The boy’s father stated that he had heard that the fire had been investigated as a possible arson. Thus, there is the possibility that the boy had subconsciously picked up cues from the arsonists’ activities, which were then manifested as a vision. Such possibilities aside, this case is suggestive of a precognitive hallucination. This is somewhat unusual in that most ostensible psi experiences taking place in the waking state involve contemporaneous events, whereas dreams are much more likely to be precognitive.

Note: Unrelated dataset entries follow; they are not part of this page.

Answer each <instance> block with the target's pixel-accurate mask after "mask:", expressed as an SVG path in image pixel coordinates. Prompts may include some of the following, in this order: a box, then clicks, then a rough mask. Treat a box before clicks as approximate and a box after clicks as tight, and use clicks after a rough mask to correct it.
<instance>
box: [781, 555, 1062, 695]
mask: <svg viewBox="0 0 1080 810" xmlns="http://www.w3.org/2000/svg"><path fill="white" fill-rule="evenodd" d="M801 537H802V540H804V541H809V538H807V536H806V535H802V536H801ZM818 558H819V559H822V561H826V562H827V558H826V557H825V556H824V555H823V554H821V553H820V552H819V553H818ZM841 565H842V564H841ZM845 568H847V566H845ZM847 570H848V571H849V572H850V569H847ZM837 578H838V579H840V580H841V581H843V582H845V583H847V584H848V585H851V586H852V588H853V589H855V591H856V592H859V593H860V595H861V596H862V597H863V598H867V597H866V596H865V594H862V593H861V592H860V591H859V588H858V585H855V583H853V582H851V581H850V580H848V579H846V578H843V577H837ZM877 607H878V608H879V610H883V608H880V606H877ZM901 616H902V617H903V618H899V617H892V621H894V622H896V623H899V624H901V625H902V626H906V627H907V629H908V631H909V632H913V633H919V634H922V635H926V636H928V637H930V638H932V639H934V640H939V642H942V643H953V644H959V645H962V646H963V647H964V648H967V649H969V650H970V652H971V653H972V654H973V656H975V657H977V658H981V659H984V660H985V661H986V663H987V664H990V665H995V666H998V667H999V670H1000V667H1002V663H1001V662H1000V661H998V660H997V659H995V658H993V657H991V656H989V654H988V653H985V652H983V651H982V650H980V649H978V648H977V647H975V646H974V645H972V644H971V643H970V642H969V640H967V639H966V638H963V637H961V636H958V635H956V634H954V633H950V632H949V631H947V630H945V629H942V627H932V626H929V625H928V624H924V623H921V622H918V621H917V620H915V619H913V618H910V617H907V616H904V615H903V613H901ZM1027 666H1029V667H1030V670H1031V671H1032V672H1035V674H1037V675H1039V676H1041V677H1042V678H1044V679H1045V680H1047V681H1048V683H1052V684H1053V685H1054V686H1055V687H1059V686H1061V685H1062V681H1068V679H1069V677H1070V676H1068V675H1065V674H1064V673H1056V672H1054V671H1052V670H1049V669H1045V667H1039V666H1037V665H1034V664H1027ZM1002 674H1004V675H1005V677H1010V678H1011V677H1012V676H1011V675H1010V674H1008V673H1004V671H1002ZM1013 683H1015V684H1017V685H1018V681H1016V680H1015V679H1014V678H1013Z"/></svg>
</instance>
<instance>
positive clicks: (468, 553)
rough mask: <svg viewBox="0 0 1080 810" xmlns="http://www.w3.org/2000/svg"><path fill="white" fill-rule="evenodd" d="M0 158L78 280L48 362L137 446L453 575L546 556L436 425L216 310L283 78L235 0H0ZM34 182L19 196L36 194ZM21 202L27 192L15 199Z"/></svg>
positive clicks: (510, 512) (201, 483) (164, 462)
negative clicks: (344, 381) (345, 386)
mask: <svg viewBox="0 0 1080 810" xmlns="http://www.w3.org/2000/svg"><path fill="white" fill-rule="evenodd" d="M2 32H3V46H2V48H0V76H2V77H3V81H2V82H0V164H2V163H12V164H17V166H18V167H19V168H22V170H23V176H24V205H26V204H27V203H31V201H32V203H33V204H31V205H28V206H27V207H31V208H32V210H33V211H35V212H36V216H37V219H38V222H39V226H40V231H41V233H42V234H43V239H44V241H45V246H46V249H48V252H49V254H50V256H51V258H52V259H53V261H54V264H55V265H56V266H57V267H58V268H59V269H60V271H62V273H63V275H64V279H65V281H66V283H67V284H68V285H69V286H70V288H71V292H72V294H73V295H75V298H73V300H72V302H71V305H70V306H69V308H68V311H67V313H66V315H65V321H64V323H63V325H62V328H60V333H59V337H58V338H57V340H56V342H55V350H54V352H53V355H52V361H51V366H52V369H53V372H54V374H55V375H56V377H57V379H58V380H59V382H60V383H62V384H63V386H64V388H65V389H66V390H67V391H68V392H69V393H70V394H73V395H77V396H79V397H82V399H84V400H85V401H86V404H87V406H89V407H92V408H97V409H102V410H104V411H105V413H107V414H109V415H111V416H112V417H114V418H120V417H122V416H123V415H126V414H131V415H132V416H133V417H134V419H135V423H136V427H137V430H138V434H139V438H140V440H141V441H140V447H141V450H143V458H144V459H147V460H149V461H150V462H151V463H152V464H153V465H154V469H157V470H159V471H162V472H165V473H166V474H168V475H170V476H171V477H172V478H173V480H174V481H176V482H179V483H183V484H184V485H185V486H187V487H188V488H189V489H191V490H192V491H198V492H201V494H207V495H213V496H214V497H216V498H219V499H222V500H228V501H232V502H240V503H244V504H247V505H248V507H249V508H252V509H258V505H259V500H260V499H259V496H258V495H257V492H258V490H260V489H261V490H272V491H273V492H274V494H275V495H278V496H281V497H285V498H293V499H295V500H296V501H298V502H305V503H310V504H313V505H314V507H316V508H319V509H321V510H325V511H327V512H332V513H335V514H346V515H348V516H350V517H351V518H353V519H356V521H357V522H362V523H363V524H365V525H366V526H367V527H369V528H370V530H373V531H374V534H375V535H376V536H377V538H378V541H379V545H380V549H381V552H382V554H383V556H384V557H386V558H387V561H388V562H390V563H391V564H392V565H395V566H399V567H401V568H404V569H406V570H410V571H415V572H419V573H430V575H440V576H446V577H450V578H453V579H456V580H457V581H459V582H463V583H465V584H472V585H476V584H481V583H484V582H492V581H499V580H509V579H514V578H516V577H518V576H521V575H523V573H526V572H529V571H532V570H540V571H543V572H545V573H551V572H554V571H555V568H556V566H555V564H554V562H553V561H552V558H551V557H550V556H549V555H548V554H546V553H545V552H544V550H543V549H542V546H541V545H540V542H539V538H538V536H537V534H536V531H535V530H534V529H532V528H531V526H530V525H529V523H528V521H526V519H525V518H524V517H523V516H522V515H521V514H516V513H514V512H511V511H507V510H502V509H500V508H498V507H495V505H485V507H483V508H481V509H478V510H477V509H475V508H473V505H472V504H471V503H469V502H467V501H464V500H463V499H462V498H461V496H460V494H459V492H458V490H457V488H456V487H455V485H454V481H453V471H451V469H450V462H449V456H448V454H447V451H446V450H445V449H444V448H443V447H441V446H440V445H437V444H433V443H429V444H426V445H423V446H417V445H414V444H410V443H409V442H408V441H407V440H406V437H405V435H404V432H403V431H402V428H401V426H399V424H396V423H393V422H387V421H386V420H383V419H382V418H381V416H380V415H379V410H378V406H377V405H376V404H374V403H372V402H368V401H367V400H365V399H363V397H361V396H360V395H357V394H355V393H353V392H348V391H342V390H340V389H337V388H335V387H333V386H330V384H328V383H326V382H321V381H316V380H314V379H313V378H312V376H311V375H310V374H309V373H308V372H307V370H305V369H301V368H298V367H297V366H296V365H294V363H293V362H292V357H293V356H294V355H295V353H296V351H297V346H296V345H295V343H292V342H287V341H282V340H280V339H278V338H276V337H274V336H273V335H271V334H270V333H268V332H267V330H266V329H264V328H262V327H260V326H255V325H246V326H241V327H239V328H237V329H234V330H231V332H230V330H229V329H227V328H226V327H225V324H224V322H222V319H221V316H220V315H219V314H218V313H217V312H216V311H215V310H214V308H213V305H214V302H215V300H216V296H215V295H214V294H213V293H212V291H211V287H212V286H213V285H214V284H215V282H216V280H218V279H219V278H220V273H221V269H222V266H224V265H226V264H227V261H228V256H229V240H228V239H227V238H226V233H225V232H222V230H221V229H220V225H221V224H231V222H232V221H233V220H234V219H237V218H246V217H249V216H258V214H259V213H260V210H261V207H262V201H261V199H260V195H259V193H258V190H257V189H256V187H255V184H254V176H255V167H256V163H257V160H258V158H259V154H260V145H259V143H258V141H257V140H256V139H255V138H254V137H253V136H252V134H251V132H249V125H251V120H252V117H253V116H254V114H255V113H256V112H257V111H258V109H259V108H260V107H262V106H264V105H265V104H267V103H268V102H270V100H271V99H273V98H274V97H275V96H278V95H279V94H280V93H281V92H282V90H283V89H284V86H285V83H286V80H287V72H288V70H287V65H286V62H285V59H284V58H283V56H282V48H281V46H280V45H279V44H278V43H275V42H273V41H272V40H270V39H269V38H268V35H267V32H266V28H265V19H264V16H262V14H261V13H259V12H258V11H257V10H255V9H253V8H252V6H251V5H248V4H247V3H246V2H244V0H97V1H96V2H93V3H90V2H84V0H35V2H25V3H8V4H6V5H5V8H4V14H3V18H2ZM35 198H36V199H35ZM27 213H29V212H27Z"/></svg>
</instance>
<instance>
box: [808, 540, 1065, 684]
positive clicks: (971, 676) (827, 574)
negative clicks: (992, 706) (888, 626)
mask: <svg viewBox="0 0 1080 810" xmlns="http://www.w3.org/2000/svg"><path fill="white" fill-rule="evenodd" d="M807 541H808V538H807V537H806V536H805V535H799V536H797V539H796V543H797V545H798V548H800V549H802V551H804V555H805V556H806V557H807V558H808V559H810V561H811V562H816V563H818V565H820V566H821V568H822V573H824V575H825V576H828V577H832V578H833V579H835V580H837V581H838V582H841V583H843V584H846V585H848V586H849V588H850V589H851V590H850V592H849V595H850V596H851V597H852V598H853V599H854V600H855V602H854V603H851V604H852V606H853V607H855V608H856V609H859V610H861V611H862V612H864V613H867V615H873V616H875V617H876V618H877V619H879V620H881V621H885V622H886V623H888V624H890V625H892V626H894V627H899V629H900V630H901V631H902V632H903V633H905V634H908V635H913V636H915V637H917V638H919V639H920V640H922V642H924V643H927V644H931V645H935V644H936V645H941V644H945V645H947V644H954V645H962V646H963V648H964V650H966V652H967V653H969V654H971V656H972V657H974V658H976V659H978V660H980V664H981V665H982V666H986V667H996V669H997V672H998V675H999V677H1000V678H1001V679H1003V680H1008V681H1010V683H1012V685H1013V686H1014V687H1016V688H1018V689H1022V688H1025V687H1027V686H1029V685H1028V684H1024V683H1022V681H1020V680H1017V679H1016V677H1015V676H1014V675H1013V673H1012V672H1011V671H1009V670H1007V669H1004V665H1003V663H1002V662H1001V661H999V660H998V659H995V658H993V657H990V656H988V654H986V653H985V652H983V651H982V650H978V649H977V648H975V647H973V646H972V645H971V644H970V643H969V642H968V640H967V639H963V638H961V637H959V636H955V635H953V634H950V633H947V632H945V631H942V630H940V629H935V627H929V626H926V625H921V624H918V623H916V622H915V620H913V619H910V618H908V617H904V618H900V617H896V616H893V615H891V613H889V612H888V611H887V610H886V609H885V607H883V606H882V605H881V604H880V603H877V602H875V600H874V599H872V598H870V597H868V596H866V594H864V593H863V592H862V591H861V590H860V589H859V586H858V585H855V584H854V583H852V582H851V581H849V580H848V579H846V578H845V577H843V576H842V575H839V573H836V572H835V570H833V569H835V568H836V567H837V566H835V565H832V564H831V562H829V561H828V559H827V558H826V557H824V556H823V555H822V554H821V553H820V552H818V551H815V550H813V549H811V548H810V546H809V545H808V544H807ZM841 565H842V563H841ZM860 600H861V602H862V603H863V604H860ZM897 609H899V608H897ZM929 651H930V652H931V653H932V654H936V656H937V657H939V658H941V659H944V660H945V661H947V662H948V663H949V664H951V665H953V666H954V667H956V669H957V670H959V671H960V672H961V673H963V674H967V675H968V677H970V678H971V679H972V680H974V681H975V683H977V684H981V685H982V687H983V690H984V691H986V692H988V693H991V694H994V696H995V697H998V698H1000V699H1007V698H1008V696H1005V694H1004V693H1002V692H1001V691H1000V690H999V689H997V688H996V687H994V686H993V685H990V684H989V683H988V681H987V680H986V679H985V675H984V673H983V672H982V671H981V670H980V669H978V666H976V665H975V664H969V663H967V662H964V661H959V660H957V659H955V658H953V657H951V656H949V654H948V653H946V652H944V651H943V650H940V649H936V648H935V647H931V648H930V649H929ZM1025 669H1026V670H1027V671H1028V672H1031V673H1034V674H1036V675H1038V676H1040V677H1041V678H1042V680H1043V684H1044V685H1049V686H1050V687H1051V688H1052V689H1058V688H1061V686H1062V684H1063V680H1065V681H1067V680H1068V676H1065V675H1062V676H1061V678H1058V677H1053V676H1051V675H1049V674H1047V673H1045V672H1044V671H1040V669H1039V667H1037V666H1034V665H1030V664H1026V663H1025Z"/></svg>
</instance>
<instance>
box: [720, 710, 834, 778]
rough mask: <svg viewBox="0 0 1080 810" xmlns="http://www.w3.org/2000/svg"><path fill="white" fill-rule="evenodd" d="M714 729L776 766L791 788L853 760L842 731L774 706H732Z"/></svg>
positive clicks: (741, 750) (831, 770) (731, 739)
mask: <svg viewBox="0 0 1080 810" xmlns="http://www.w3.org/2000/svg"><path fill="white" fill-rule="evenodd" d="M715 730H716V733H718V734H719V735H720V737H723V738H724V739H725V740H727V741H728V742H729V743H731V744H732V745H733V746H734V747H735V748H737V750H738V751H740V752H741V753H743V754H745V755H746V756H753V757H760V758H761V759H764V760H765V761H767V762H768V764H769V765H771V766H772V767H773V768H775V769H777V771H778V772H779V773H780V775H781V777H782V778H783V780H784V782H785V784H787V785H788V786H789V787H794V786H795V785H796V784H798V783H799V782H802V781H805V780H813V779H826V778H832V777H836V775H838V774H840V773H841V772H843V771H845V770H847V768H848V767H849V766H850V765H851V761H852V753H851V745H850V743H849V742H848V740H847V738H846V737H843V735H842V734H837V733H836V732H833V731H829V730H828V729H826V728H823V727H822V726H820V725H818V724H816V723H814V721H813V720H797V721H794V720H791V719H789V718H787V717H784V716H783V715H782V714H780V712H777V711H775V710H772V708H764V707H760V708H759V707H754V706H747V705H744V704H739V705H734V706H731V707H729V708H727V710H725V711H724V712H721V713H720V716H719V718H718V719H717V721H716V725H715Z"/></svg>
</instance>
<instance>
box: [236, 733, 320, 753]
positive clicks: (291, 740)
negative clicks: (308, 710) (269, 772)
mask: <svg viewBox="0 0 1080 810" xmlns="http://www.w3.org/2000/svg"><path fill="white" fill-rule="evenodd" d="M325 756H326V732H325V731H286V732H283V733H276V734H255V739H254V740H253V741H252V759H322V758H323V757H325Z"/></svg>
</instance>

The following is an apparent case of hallucinatory ESP taken from the early investigations of the Society for Psychical Research (SPR), an organization of prominent scientists and scholars founded in England in 1882 to study such anomalous events and which is still in existence today:

On Thursday evening, 14th November, 1867, I was sitting in the Birmingham Town Hall with my husband at a concert, when there came over me the icy chill which usually accompanies these occurrences. Almost immediately, I saw with perfect distinctness, between myself and the orchestra, my uncle, Mr. W., lying in bed with an appealing look on his face, like one dying. I had not heard of him for several months, and had no reason to think he was ill. The appearance was not transparent or filmy, but perfectly solid-looking; and yet I could somehow see the orchestra, not through, but behind it. I did not try turning my eyes to see whether the figure moved with them, but looked at it with a fascinated expression that made my husband ask if I was ill. I asked him not to speak with me for a minute or two; the vision gradually disappeared, and I told my husband, after the concert was over, what I had seen. A letter came shortly after telling of my uncle’s death. He died at exactly the time when I saw the vision (Gurney, Myers & Podmore, 1886a, p. 194).